Within Eq. (1) above, \(h(\varvec{G}_{ij})\) is a function of \(\varvec{G}_{ij} \) defined through a positive semidefinite kernel function \(k( {\cdot ,\,\cdot } ).\) Following Liu et al. [20] and Kwee et al. [16], \(h(\varvec{G}_{ij} )\) can be represented as \(\mathop \sum \nolimits _{i^{\prime }} \mathop \sum \nolimits _{j^{\prime }} \vartheta _{i^{\prime }j^{\prime }} k( {\varvec{G}_{ij} ,\,\varvec{G}_{i^{\prime }j^{\prime }} } ),\) where \(\vartheta _{i^{\prime }j^{\prime }}\) are unknown parameters. It is worth noting that the kernel function, \(k(\varvec{G}_{ij} ,\,\varvec{G}_{i^{\prime }j^{\prime }}), \) measures the genetic similarity between subject j in family i and subject \(j^{\prime }\) in family \(i^{\prime }\) and contrasts this similarity to phenotypic similarity between the two subjects. It has been shown that appropriate choice of the kernel can increase the power [37]. Frequently used kernels include the identity by state (IBS) kernel or the linear kernel. The IBS kernel, which takes the form \(k({\varvec{G}}_{ij} ,\,{\varvec{G}}_{i^{\prime }j^{\prime }}) = { \sum \nolimits _{l=1}^s}( {2-| {G_{ijl} -G_{i^{\prime }j^{\prime }l}}|} ),\) measures the genetic similarity as the number of alleles that share by state. It assumes a nonlinear effect of each rare variant and can thus enable the study of epistatic effects. The linear kernel, on the other hand, assumes a linear relationship between the trait and the variants. The kernel takes the form \(k({\varvec{G}}_{ij} ,\,G_{i^{\prime }j^{\prime }}) = {{\sum \nolimits _{l=1}^s}} ( {G_{ijl} G_{i^{\prime }j^{\prime }l} } ).\) Additionally, we can include prior knowledge of variants that are possibly causal in the gene by assigning each variant a weight. If prior knowledge is not available, weights can also be calculated as a function of minor allele frequency (MAF; under the logic that the rarer the allele, the more likely it is selected against and therefore the more likely it is to be pathogenic). Wu et al. [37] suggest calculating the weights based on a beta distribution, which assigns greater weight to less frequent variants. For a given weight, we can create weighted kernels such as the weighted linear kernel \(k({\varvec{G}}_{ij} ,\,{\varvec{G}}_{i^{\prime }j^{\prime }})={\sum \nolimits _{l=1}^s} w_l ( {G_{ijl} G_{i^{\prime }j^{\prime }l} })\), where \(w_{l}\) denotes a normalized weight for variant l in the gene.

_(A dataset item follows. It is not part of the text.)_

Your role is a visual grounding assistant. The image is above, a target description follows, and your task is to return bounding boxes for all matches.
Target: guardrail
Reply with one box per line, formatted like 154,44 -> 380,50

It can be easily shown that the estimator of h takes the same form as in the linear mixed model with h as a random effect [20, 30]:

$$\begin{aligned} y=X\alpha +h+f+e, \end{aligned}$$
(2)

where \({\varvec{\alpha }}\) is a \(c\times 1\) vector of coefficients for fixed effect \(\mathbf{X},\, {\varvec{h }}\) is an \(\mathop \sum \nolimits _{i=1}^N n_i \times 1 \) vector of random effects that follow an arbitrary distribution with mean 0 and variance \(\tau {\varvec{K}},\) where K is the genetic similarity matrix with element \(\langle {ij},\, i^{\prime }j^{\prime } \rangle \) equal to \(k({\varvec{G}}_{ij} ,\,{\varvec{G}}_{{i^{\prime }j^{\prime }}}) ;\, {\varvec{f}}=( {{\varvec{f}}_1^\mathrm{T} ,\,{\varvec{f}}_2^\mathrm{T},\ldots ,{\varvec{f}}_N^\mathrm{T} })^\mathrm{T} \sim N( {0,\,2\sigma _\mathrm{pg}^2 {\varvec{\Phi }}} ),\) where \({\varvec{\Phi }}\) is a block diagonal matrix with \({\varPhi }_{i}\) on the diagonal. Finally, \(e=( {{\varvec{e}}_1^\mathrm{T} ,\,{\varvec{e}}_2^\mathrm{T},\ldots ,{\varvec{e}}_N^\mathrm{T} } )^\mathrm{T} \sim N( {0,\,\sigma _e^2 \mathbf{I}}).\) Thus, the test of whether genotype is associated with the outcome is equivalent to testing whether the random component h equals 0 or not. We adopted the variance component score test, which is the locally most powerful test [19]. As \({\varvec{h}}\) has the variance of \(\tau {\varvec{K}},\) the test of whether \({\varvec{h}}=0\) is equivalent to testing whether \(\tau = 0.\) The null hypothesis is H\(_{0}{\text {:}}\,\tau =0,\) and the test statistic takes the form:

$$\begin{aligned} Q=\frac{1}{2}\left( Y-X\hat{{\alpha }}_0\right) \hat{{V}}_0^{-1} K\hat{{V}}_0^{-1} \left( Y-X\hat{{\alpha }}_0\right) , \end{aligned}$$
(3)

where all parameters are estimated under the null hypothesis. \(\mathop {\widehat{V}_0 } =2 \widehat{{\sigma _\mathrm{pg}^2 }} {\varvec{\Phi }}+ \widehat{{\sigma _e^2 }} I\) denotes the sample variance/covariance matrix estimated under the null. To obtain the null distribution of Q,  we define a projection matrix \(P=\hat{{V}}_0^{-1} -\hat{{V}}_0^{-1} X(X^\mathrm{T}\hat{{V}}_0^{-1} X)^{-1}X^\mathrm{T}\hat{{V}}_0^{-1}\) such that \(P{\widehat{V}_{0}} P=P.\) Thus, under the null, we have

$$\begin{aligned} Q=\frac{1}{2}Y^\mathrm{T}PKPY=\sum \limits _{i=1}^N {\lambda _i \chi _{1i}^2 }, \end{aligned}$$
(4)

where \(\lambda _i\) are eigenvalues of \(\frac{1}{2}D\hat{{V}}_0^{-1/2} K\hat{{V}}_0^{-1/2} D,\) here \(D=I-\hat{{V}}_0^{-1/2} X(X^\mathrm{T}\hat{{V}}_0^{-1/2} X)^{-1}X^\mathrm{T}\hat{{V}}_0^{-1/2}. \) As \(\chi _{1i}^2 \) are independently and identically distributed random variables, Q is distributed as an asymptotic mixture of \(\chi ^2\) distributions, and the p-values can be calculated using the Davies method [9].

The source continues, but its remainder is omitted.